This repo has the source as seen at DEC, who AIUI licensed it from Gosling
From the readme:
This is retrieved from reid.org/~brian/misc/gosling-emacs-1999.tar at larsbrinkhoff/emacs-history which is untarred and imported here. I wanted to archive here simply because it is the first big chunk of C code I read and I learned a lot from reading the code in the early 1980s. By then James Gosling had sold rights to Unipress and the company I worked for used to have source code license. We studied it extensively and made our own version of the editor at the time.
James Gosling’s emacs was there to be useful to Unix users before GNU emacs was available on Unix machines. GNU didn’t exist back then.
From display.c the famous skull and crossbones - connoting dangerously clever code, rather than copyright violation:
/* Ultra-hot screen management package
James Gosling, January 1980 */
/* Copyright (c) 1981,1980 James Gosling */
The following is apparently the start of the original README
=========
This is Gosling Emacs, version 84S, locally modified at decwrl.
THE OFFICIAL SOURCES FOR EMACS ARE KEPT ON acetes:/usr/src/local/emacs under RCS control. If you modify the sources on acetes, you are are NOT done until
you update mopar, generate a new version of emacs and test it on a Titan!

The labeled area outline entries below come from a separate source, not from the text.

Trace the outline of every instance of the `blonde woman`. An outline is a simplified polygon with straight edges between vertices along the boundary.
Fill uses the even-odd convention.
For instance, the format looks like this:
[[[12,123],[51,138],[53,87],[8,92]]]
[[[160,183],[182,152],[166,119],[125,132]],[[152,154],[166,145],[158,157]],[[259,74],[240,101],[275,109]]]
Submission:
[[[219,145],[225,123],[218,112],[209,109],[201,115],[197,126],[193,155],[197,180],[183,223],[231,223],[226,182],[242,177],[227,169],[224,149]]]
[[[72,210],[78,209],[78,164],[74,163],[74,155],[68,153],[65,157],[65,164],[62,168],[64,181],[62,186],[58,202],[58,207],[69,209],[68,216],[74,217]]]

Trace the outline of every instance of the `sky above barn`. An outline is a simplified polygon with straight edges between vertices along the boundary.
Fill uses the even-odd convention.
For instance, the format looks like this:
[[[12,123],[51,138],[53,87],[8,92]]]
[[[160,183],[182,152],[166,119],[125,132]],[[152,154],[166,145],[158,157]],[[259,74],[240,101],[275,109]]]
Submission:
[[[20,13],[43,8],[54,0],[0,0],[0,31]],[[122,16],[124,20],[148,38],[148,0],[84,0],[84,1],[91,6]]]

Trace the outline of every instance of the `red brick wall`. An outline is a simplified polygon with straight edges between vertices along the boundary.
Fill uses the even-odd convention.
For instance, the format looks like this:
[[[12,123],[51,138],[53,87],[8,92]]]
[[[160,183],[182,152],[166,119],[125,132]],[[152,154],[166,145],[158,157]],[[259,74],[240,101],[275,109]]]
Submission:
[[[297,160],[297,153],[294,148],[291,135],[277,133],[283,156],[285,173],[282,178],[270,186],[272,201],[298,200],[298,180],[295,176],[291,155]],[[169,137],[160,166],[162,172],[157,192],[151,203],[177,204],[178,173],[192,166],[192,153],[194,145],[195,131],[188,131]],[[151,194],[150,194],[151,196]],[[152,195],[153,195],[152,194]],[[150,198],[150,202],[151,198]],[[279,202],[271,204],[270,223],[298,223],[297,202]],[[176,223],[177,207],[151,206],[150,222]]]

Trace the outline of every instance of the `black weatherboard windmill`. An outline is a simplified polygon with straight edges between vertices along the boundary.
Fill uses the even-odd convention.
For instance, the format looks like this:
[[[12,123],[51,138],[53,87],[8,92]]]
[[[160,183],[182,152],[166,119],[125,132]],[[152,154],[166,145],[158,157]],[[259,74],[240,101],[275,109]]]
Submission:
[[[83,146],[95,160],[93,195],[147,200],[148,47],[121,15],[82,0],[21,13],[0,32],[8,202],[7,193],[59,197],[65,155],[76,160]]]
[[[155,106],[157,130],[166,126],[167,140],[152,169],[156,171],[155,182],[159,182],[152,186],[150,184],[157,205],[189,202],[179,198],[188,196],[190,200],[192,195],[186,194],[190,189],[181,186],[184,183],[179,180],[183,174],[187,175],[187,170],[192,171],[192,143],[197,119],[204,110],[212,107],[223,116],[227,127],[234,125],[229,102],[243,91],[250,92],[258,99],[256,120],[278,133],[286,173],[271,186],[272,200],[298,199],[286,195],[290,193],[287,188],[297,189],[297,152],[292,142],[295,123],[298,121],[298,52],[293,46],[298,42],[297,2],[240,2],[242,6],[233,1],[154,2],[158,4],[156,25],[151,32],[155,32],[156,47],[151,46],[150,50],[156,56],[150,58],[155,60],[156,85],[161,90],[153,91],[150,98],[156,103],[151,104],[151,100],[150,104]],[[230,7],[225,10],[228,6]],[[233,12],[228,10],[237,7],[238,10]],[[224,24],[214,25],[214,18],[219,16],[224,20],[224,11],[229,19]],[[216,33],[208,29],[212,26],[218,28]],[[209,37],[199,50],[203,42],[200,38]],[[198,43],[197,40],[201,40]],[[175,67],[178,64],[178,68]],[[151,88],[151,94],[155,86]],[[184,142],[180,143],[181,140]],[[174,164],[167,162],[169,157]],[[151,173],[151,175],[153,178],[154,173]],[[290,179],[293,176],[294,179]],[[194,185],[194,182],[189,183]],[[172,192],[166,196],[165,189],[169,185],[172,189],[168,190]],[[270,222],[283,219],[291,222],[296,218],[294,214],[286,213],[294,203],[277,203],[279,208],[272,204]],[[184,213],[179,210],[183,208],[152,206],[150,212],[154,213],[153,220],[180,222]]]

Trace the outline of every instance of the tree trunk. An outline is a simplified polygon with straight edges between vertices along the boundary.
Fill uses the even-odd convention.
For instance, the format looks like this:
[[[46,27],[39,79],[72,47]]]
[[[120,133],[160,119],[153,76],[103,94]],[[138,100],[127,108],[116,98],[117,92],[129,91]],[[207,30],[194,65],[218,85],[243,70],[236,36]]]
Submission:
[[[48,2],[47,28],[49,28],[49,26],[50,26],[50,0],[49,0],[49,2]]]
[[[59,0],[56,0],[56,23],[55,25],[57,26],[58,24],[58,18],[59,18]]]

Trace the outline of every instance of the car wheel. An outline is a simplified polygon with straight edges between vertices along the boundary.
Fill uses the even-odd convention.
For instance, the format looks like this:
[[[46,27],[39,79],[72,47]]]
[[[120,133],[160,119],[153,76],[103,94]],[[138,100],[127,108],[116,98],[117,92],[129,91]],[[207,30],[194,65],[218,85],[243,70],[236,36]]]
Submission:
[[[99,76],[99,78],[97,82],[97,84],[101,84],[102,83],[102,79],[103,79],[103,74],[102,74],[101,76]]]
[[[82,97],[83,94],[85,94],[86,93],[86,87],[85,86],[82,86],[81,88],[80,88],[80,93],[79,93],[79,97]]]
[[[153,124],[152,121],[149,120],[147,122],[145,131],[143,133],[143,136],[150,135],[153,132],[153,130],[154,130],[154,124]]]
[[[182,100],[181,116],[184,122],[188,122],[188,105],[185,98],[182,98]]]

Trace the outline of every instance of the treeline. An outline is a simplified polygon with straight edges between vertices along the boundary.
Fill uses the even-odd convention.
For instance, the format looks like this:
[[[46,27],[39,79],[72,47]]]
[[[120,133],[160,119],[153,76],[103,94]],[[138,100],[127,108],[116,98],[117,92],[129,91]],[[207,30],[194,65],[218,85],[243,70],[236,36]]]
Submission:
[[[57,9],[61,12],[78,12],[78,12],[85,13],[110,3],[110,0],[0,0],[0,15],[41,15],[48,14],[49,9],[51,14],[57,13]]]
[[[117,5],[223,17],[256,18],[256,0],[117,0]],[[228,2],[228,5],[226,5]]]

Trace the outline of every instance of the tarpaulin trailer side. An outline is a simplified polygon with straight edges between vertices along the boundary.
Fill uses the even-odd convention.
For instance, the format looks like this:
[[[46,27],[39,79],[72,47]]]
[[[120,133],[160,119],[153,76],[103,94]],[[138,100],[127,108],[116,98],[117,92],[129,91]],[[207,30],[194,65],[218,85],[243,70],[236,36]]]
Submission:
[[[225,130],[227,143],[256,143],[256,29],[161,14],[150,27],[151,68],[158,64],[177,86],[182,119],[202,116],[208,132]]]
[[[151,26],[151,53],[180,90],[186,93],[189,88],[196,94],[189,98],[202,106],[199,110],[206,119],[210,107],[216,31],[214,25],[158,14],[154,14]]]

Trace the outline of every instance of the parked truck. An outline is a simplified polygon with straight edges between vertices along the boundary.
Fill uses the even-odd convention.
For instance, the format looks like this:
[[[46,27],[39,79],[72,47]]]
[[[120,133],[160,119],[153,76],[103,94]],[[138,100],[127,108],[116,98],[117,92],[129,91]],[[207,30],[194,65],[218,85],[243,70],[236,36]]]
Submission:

The Makefile for the Titan version is kept on circe. See below.
...
Found in this reddit conversation, where you can also read a bit about the backstory, the controversy, and Stallman’s telling of his side.
Two comments in particular:
It’s not famous for being bad and it’s not the first emacs to use a lisp like extension language. It’s the first emacs to be written in C and run on unix.
and
It’s famous for being so bad at lisp that it made RMS create GNU Emacs as a separate project; it’s also famous for being created by the creator of the Java programming language.
Whether these two facts are related is left as an exercise to the reader.